Rheda-Wiedenbrück
Stadt verzichtet auf Elternbeiträge

Rheda-Wiedenbrück (gl) - Aufgrund der Schließung der Kindertageseinrichtungen und -pflegestellen wird Rheda-Wiedenbrück im Januar auf die Elternbeiträge für die Betreuung in den Kitas und bei den Tagesmüttern verzichten. Das Gleiche gilt für die Betreuung in der Offenen Ganztagsschule.

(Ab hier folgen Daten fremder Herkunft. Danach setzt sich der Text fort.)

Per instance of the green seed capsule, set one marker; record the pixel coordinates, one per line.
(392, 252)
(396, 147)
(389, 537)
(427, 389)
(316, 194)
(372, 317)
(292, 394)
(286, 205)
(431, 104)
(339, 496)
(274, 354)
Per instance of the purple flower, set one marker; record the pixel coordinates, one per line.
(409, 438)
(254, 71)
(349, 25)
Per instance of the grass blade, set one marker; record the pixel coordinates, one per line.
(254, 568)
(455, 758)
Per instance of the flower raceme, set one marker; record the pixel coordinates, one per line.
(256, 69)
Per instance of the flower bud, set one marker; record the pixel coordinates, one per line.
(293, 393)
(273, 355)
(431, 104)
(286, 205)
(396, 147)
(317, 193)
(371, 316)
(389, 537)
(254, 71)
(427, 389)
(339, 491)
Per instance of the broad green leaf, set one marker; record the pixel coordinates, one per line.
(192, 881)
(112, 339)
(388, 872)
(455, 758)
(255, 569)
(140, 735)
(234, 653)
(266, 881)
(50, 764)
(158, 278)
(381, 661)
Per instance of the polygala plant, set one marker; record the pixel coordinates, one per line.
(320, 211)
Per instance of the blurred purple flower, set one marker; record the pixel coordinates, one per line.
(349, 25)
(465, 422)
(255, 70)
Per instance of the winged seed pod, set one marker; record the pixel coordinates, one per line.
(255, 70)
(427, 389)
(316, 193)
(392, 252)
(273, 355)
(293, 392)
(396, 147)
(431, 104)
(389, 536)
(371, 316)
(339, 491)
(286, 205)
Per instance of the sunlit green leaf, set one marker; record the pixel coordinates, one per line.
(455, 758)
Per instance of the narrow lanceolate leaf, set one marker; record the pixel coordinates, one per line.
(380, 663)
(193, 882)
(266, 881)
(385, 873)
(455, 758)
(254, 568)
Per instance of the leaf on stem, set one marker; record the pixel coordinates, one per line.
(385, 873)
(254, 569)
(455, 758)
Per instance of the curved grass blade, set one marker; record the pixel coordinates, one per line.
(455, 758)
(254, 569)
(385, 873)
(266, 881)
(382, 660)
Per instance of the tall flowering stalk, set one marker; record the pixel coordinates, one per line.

Montag, 11.01.2021, 16:06 Uhr aktualisiert: 11.01.2021, 16:16 Uhr
Aufgrund der Schließung der Kindertageseinrichtungen und -pflegestellen wird Rheda-Wiedenbrück im Januar auf die Elternbeiträge für die Betreuung in den Kitas und bei den Tagesmüttern verzichten. Das Gleiche gilt für die Betreuung in der Offenen Ganztagsschule.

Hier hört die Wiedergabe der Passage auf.